Moderated Discussion Areas
  ContinuousWave: The Whaler GAM or General Area
  Tools/Spares/Safety/First Aid

Post New Topic  Post Reply
search | FAQ | profile | register | author help

Author Topic:   Tools/Spares/Safety/First Aid
bdb posted 08-14-2001 02:49 PM ET (US)   Profile for bdb   Send Email to bdb  
I've been mulling starting this subject, and the post about spark plug wires in "Performance" urged me on.

What do you folks carry aboard in the way of the subject materials? I think we could all pick up some good info on the subject. Betcha JimH carries wire ties now; I can use my paddle for a splint, and so on.

My "kits" have changed through the years, based on types of boats, cruising waters, age of passengers, age of power, time of year, etc. etc.

I've even been known to carry a Harpoon...


Bigshot posted 08-14-2001 03:03 PM ET (US)     Profile for Bigshot  Send Email to Bigshot     
A pint of whiskey, hammer and duct tape! Kidding!
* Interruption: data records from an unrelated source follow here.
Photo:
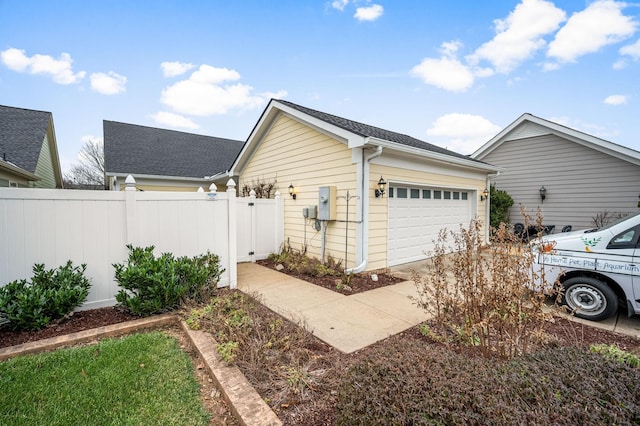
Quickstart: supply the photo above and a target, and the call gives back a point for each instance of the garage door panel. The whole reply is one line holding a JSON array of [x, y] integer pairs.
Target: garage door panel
[[414, 224]]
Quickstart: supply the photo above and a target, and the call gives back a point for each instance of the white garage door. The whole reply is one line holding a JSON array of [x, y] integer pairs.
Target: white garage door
[[416, 216]]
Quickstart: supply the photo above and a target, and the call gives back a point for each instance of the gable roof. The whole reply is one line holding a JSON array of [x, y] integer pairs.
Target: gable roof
[[22, 132], [366, 130], [529, 125], [354, 133], [141, 150]]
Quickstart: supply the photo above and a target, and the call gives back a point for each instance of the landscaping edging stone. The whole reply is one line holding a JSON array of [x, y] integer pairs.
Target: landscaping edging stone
[[245, 403], [83, 336]]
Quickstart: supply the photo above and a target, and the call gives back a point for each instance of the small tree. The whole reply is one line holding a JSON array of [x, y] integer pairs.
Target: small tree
[[89, 173], [262, 188], [490, 298], [501, 201]]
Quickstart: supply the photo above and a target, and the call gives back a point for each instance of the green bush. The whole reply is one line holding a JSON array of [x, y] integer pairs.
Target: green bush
[[152, 285], [413, 383], [50, 295]]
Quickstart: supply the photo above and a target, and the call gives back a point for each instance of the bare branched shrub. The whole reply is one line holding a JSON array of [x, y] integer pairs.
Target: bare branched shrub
[[604, 218], [484, 296], [262, 188], [276, 355]]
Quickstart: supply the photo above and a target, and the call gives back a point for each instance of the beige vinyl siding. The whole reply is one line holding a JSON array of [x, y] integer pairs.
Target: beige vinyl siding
[[6, 179], [44, 167], [378, 217], [292, 153], [580, 181]]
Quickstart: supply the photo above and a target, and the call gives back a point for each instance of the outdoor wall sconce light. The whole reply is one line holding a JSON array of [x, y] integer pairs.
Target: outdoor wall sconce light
[[381, 185]]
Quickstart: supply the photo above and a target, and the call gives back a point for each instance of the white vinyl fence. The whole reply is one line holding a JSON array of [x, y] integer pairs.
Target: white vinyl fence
[[52, 226]]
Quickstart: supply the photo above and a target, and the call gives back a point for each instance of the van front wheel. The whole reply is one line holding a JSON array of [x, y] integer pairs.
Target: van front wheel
[[589, 298]]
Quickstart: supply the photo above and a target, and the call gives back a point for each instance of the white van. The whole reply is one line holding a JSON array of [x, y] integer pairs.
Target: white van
[[598, 268]]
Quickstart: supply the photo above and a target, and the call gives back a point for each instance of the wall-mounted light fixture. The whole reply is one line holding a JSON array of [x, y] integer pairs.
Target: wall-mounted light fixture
[[381, 186]]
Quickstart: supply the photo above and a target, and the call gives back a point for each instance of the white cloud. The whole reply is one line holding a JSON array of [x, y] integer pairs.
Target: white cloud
[[174, 120], [445, 72], [463, 133], [207, 74], [108, 84], [519, 35], [211, 91], [59, 69], [615, 100], [632, 50], [339, 4], [91, 138], [172, 69], [369, 13], [600, 24]]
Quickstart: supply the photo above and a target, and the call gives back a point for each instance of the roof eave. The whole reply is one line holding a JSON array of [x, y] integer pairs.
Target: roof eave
[[436, 156], [269, 116], [602, 145], [159, 177], [18, 171]]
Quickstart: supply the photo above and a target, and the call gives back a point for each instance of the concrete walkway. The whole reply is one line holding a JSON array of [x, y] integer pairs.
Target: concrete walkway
[[348, 323]]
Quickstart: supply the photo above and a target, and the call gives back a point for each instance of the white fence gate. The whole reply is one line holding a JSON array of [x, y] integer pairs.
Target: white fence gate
[[93, 227]]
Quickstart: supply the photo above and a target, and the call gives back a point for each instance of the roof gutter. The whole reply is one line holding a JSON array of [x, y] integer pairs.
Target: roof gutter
[[363, 242]]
Pint of whiskey, hammer, duct tape, screwdriver(s), spark plug wrench, a few spark plugs(all 6 usually do not foul at once), paddle, mini mag light, robogrips and a few open-end wrenches in common sizes. Make sure you can get the thermostats out at sea. removal lightens the pressure so a worn pump can usually cool enough to get home. Carry some wire too, you can also rig a livewell pump up to some hose and make your own electric water pump. Very important-Know how to hot wire your own boat, in case you lose your keys or key switch goes bad, etc.
Mullet posted 08-14-2001 03:12 PM ET (US)     Profile for Mullet  Send Email to Mullet     
Boat bag includes, fuses, wire ties, several open end wrenches, handheld vhf, fuel/water filter with wrench and filter, screwdrivers, hose clamps, flares, chemical lights, more flares, vise grips, and a pint of whiskey. Cooler contains food, mixer, beer, fresh fish, and plenty of ice. As far as mechanical goes, extended warranty and increased towing coverage.
Bigshot posted 08-14-2001 03:29 PM ET (US)     Profile for Bigshot  Send Email to Bigshot     
Thanks mullet, $500 tow coverage is a minimum and a must unless you never venture further than you can paddle. Extra oil is also a must.
Buckda posted 08-14-2001 04:18 PM ET (US)     Profile for Buckda  Send Email to Buckda     
At the risk of sounding naive -

What do you have a pint of whisky for?

jameso posted 08-14-2001 04:27 PM ET (US)     Profile for jameso  Send Email to jameso     
I have to agree a pint is not enough! Seriously I take a multi tool along with most other things listed here. I have several but my favorite aboard the boat is one made by SOG several years ago and I think it is discontinued now. A friend of mine once told me he was looking for a set of cheap import wrenches to put in his boat,,I asked why,,,If I need a wrench miles from shore I don't want to be handed a cheapie. My 2centos Jim Armstrong
lhg posted 08-14-2001 04:28 PM ET (US)     Profile for lhg    
Somewhere buried in the Forum is huge thread on this subject.
Tsuriki BW posted 08-14-2001 04:30 PM ET (US)     Profile for Tsuriki BW  Send Email to Tsuriki BW     

Broken..sprained anckle, 10/0 hook in hand, bad bang on the head from a fall in foul weather, gaf accident. But definately not for the captian!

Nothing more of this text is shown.